Solutions for External Factors Affecting the Effectiveness of Smartphone Applications. Multiple problems have been reported in using smartphone applications, for example, poor mobile network coverage [23, 32]. While it is expected that network coverage will be continually improved, providing a solution that adapts to network coverage would be beneficial. That is, an application would make use of the Internet when it is available but also allows users to perform their task without the Internet and synchronize with the appropriate database when there is network connection again.

5.5. Limitations

The scope of this systematic survey includes only smartphone applications published in the research literature. While, from our brief searches, there are many interesting applications on the markets both in the App Store and the Play Store, we decided to exclude them from the survey because it is difficult to accurately and thoroughly understand the functionality and how the sensors were used in the applications simply from the descriptions provided by application developers. In contrast, research papers provide detailed description, methodology, and evaluation of the work that was done. While we did our best attempt to review all potentially relevant articles, we could not access 24 papers in full text. Therefore, this survey does not claim to contain the most comprehensive list of invented smartphone applications for agriculture which utilize onboard sensors. However, our systematic survey method, despite yielding a bounded set of results, was further analyzed extensively on application features and sensors.

6. Conclusions

This paper presented the state-of-the-art survey of the research literature in how smartphone sensors have been used in agriculture, without the needs for external sensors.
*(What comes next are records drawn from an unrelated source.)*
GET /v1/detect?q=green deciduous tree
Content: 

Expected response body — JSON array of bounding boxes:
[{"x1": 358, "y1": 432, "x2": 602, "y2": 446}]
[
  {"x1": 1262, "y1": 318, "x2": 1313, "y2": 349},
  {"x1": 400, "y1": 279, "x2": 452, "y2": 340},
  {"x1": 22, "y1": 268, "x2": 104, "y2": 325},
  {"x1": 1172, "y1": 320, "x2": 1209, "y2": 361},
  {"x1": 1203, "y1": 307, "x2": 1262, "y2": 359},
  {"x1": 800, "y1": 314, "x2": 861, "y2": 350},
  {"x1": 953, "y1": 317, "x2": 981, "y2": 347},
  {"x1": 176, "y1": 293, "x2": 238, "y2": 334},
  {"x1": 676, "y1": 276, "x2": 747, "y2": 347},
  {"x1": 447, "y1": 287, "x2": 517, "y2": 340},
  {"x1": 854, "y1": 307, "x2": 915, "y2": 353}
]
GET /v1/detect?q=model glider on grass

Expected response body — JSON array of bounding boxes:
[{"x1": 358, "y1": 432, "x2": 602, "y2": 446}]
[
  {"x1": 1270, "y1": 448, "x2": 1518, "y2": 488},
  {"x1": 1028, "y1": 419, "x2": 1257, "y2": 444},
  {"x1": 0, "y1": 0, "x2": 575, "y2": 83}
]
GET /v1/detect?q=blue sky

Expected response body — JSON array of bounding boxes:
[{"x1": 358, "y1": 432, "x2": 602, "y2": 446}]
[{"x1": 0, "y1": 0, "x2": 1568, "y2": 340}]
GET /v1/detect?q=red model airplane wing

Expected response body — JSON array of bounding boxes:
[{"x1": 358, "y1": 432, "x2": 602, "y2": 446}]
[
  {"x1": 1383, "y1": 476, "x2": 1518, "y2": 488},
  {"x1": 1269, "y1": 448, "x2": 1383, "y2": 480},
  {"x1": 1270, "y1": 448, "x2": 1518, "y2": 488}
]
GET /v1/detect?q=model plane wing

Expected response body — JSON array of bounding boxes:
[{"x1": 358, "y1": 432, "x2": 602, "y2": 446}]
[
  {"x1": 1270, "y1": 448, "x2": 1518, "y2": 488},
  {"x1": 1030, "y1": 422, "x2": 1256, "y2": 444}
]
The total of 22 articles describing 25 smartphone-based agricultural applications were found to be within our scope. Cameras and GPS were the most widely used sensors. Out of 25 applications, cameras and GPS were used in 16 and 14 applications, respectively. Other sensors (microphones, accelerometer, and gyroscope) were used by a few applications each.

We may draw a few conclusions from our systematic review. First, there is an availability of a number of helpful smartphone applications for target farmers. Most of these applications are easily accessible provided that target users have access to basic smartphones, because most of the reviewed applications devise two sensors, cameras and GPS, and because the two sensors are available in almost all basic smartphones. Second, researchers and smartphone application developers reading our review paper may have an impression of research gap regarding which agricultural applications to develop using smartphone-based sensors, as discussed in Section 5.4. Third, governments and agricultural agencies can respond to how even the most basic sensors on smartphones can be used in agriculture. Since agricultural work is context-based, which is primarily distinguishable by different geographical locations, smartphone applications already available in one scope of context can be developed to fit other crops or countries or regions.

Conflict of Interests

The authors declare that there is no conflict of interests regarding the publication of this paper.